It was Sunday morning. On any other week, I would be in Matins at St. Philip Antiochian Orthodox Church, Souderton. Instead, I was being wheeled down to a room with a CAT scan machine. Steve even headed my gurney into the room in the correct direction. It was a tight fit. The room obviously had not been built with this huge machine in mind. They gingerly slid me from the gurney onto the bed of the machine. They fed me into the machine feet first.
While the machine was imaging the area, Dr. Osuego carefully snaked a line in to take a biopsy of, or a sample of the fluid from the sac that had attached itself to my spine at T10-T11. He then installed the PICC line from my left forearm for the intravenous antibiotic. It was going to be a long haul.
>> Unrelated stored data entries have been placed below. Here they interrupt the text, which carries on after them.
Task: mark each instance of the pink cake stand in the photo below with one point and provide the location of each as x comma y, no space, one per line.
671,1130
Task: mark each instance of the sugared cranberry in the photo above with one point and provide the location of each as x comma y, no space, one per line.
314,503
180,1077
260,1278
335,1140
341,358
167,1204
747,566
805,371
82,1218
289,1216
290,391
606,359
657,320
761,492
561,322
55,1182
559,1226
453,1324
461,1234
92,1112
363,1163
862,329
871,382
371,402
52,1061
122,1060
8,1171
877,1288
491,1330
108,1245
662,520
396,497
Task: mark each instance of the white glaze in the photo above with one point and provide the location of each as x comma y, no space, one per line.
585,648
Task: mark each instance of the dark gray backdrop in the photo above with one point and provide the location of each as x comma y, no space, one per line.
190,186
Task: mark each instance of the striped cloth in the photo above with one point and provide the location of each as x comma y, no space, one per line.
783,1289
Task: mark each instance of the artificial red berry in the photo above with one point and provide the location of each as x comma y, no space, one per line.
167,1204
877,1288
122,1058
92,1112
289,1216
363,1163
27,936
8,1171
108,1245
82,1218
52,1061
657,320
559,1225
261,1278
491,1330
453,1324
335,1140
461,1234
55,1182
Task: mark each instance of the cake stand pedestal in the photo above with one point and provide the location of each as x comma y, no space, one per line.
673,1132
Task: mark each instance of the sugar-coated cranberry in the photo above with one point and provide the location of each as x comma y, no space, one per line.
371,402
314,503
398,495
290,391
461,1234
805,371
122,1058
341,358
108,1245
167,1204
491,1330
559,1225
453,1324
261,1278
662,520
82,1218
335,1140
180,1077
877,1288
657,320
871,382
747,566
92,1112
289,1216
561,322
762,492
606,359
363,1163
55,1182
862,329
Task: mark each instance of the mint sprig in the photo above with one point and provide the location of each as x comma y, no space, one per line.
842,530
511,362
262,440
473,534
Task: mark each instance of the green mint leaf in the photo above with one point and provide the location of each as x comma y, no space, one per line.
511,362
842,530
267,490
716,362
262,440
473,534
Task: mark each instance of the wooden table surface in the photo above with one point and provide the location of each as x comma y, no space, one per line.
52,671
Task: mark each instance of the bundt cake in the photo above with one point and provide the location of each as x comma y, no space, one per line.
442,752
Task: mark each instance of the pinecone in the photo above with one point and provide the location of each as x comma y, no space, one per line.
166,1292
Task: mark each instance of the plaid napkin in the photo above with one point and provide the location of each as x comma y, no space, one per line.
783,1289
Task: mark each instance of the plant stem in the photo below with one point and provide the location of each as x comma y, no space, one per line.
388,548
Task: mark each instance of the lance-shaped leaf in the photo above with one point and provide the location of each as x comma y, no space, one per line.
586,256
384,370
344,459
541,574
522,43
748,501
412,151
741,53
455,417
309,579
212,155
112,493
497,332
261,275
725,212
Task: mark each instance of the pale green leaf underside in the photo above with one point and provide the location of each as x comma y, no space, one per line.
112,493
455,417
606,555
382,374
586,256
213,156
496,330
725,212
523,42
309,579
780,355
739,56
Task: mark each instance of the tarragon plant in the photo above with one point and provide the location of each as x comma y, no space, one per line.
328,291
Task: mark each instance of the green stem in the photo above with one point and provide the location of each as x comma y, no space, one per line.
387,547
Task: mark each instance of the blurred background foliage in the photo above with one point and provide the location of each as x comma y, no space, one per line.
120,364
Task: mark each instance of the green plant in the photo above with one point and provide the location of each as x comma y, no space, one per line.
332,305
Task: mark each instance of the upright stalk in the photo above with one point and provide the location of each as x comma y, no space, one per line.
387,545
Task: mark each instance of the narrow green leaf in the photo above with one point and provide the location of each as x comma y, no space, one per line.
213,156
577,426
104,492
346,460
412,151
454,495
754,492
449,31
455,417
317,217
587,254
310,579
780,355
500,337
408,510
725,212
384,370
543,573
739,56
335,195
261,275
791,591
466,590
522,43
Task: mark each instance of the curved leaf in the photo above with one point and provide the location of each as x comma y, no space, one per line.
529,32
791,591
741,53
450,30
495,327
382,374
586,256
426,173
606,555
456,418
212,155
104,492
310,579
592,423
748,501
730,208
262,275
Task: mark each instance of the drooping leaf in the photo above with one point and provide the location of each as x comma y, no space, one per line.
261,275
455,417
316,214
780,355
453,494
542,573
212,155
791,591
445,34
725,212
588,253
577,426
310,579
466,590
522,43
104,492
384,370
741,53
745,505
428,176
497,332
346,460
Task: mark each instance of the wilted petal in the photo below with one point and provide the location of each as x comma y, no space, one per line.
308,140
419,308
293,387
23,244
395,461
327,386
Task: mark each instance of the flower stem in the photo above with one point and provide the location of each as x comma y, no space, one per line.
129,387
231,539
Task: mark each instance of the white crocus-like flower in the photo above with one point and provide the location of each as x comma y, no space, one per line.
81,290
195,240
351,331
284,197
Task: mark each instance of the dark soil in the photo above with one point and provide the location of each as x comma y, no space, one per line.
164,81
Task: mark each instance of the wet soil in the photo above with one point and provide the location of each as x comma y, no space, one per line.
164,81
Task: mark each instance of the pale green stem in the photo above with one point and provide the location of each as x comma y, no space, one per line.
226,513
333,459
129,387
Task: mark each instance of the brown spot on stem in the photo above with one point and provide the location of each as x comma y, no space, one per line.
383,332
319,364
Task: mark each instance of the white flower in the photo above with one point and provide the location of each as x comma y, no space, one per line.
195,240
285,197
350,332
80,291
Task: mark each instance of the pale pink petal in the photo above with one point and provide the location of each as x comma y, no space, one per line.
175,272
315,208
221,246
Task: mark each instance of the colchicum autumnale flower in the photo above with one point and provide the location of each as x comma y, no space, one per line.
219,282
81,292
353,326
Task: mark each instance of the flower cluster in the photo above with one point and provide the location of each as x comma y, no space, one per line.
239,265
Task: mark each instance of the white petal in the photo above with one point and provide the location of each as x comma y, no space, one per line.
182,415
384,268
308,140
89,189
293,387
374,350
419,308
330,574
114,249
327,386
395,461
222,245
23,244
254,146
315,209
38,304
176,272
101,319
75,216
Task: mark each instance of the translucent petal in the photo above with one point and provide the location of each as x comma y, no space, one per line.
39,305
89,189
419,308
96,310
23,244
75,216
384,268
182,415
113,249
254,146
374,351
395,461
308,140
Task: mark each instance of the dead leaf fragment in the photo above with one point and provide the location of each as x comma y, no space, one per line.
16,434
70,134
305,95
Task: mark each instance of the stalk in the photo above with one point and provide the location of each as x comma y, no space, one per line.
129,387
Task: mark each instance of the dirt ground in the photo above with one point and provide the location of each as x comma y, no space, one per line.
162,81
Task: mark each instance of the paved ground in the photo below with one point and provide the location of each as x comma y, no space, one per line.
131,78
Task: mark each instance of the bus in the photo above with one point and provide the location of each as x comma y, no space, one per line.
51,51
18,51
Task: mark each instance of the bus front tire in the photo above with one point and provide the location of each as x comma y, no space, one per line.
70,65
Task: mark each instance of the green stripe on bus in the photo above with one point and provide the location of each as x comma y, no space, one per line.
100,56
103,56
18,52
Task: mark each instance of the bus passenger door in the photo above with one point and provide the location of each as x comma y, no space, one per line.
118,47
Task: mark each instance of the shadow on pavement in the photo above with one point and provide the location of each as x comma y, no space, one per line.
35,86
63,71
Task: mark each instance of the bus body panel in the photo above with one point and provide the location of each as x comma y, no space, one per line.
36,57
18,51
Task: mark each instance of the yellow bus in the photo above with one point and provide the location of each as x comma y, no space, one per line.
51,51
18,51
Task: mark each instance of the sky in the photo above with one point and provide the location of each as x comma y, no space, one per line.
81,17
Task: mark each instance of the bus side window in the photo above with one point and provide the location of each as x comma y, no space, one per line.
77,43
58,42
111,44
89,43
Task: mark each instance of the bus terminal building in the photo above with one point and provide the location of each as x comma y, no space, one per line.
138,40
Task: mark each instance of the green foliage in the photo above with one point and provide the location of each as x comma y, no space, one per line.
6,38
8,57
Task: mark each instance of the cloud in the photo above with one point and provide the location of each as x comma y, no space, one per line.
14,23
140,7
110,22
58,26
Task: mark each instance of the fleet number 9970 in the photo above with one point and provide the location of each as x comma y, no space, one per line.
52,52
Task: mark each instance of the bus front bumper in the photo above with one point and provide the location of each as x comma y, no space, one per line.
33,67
A PICC line is, by definition and per its acronym, a peripherally inserted central catheter. It is long, slender, small, flexible tube that is inserted into a peripheral vein, typically in the upper arm, and advanced until the catheter tip terminates in a large vein in the chest near the heart to obtain intravenous access. It is similar to other central lines as it terminates into a large vessel near the heart. However, unlike other central lines, its point of entry is from the periphery of the body the extremities. *
He was a sweet, gentle, middle-aged man, with what sounded like a hint of a South American accent with kind eyes. I thanked him for working on a Sunday morning. He was cheerful and that made all the difference. I don’t remember any unpleasantness in the procedure. I just remember this beautiful man.